I am invoking a sort of Davidsonian “what else” argument when bringing in consciousness in this way, but allow me to explain the affirmative intuition behind why appealing to consciousness is a logical direction. Philosophers in the theory of action do not argue about causation and events on an atomic level, this is a problem left for physicists and metaphysicists to grapple with. Rather, Davidson and Frankfurt are arguing at the level of abstraction of desires, beliefs, and guidance. Due to my naivety in the field, I hesitate to dismiss the theory of action as a merely verbal debate, however, a primary struggle of action theorists is defining what action is and what the consequences of those definitions are. I argue that if we want our definition of action to most closely match our intuitive notion of what an action is, which I think is a worthy pursuit, then we must invoke consciousness in our definition of action. When we intuitively think about doing something, we don’t think about primary beliefs, potentially compensating systems, or practical knowledge (at least not explicity), we are referencing this first-person experience of what it feels like to do something, what it feels like to command your body. When you breathe manually, there is an inexplicable phenomenal quality of commanding your lungs to breathe that is not present when they breathe automatically.

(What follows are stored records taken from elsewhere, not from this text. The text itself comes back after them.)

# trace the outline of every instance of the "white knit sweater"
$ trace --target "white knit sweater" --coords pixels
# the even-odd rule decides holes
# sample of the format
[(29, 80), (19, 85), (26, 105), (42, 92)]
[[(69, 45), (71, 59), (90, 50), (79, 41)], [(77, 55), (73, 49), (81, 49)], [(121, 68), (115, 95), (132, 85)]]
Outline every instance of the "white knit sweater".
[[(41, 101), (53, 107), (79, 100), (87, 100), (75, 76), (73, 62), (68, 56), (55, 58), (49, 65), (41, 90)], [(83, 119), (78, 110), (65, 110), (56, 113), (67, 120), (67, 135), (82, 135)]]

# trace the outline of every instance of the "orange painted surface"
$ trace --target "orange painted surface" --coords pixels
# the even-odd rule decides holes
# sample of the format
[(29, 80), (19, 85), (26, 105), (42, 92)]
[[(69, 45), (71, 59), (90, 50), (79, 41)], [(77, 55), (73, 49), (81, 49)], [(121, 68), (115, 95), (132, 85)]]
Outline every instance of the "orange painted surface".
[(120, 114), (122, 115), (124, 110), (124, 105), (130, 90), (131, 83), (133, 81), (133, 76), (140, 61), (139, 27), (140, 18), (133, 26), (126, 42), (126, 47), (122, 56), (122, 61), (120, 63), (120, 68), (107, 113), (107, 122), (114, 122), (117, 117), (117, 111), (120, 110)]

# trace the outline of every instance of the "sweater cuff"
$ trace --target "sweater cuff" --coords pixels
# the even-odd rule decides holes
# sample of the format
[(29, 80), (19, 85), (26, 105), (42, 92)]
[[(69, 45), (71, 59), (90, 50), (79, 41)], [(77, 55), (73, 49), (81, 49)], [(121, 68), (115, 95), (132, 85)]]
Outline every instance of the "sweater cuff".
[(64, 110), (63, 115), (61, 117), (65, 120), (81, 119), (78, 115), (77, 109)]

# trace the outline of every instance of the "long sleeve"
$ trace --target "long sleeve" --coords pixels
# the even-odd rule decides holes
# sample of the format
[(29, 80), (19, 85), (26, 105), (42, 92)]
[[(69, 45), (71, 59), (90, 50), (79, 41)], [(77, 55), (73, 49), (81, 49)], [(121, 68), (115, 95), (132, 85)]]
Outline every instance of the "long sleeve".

I realize I have far too much to say about this topic for a two-page paper. There are all kinds of cool consequences of adding consciousness to the theory of action, such as making significant progress in deviant causation, endless causal chains, and the “where’s the agent” problem. I must concede that invoking consciousness solves the theory of action in much the same way that reducing a logical problem to an NP-hard problem is “solving” the problem, but what it does accomplish is give some clarity and direction to the field itself as well as to how it is situated in the great web of philosophy. Defining action as something that your consciousness does might complicate the emerging theory of action with the chaos of the more mature theory of mind, but it nonetheless makes action a phenomenon we can all understand.

Frankfurt, Harry. The Importance of What We Care About. Cambridge University Press, 1998.